One thing I learned from this project is that "authentic" may be a synonym for "I like it" when these diners enjoy the food at an ethnic restaurant. I'm most curious about what inauthentic onions, bean sprouts and scallion taste like.
I love the concept and execution of this project. Nice job!
Another project I like is about tourism in Venezuela. The back story is significant. Since a dictatorship took over the country, the government stopped reporting tourism statistics. It's known that tourism collapsed, and that it may be gradually coming back in recent years.
This student does not have access to ready-made datasets. But she imaginatively found data to pursue this story. Specifically, she mentioned grabbing flight schedules into the country from the outside.

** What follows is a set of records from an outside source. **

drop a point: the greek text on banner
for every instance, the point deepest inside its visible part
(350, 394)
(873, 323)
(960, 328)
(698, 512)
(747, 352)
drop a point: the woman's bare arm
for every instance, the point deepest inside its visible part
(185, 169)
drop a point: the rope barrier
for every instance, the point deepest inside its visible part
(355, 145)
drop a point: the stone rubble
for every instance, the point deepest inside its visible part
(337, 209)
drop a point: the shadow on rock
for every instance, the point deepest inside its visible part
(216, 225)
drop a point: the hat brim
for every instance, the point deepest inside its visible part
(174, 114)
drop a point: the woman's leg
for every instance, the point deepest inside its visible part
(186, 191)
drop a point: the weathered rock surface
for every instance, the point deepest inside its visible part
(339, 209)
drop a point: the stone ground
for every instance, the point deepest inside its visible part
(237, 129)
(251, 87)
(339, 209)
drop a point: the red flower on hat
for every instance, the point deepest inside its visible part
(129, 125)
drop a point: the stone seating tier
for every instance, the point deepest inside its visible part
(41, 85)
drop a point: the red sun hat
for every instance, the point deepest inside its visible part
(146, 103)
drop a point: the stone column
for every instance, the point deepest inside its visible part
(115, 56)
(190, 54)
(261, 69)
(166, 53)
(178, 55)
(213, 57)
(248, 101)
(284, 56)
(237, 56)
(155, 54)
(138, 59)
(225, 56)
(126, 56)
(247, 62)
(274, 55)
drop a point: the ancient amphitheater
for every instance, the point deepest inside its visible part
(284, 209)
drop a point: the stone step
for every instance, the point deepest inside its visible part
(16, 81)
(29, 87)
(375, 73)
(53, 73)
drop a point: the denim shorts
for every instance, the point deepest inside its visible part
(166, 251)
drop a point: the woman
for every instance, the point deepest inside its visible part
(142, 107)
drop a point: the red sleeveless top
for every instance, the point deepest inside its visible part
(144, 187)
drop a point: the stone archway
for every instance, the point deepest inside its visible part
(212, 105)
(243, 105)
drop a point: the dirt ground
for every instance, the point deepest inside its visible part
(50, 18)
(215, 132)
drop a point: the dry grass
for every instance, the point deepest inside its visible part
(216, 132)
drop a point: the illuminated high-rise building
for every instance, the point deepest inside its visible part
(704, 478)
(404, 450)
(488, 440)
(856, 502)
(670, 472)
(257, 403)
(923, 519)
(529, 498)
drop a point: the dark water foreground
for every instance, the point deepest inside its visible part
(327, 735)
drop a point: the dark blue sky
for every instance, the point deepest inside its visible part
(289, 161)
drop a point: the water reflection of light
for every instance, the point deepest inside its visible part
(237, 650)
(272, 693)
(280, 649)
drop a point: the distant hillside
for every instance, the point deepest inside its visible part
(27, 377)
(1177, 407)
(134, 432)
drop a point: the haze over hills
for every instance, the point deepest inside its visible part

The flow chart is a great way to explore this data:
A map gives a different perspective:
I'm glad to hear the student recite some of the limitations of the data. It's easy to look at these visuals and assume that the data are entirely reliable. They aren't. We don't know that what proportion of the people traveling on those flights are tourists, how full those planes are, or the nationalities of those on board. The fact that a flight originated from Panama does not mean that everyone on board is Panamanian.
The third project is interesting in its uniqueness. This student wants to highlight the effect of lead in paint on children's health. She used the weight of lead marbles to symbolize the impact of lead paint. She made a dress with two big pockets to hold these marbles.
It's not your standard visualization. One can quibble that dividing the marbles into two pockets doesn't serve a visualziation purpose, and so on. But at the end, it's a memorable performance.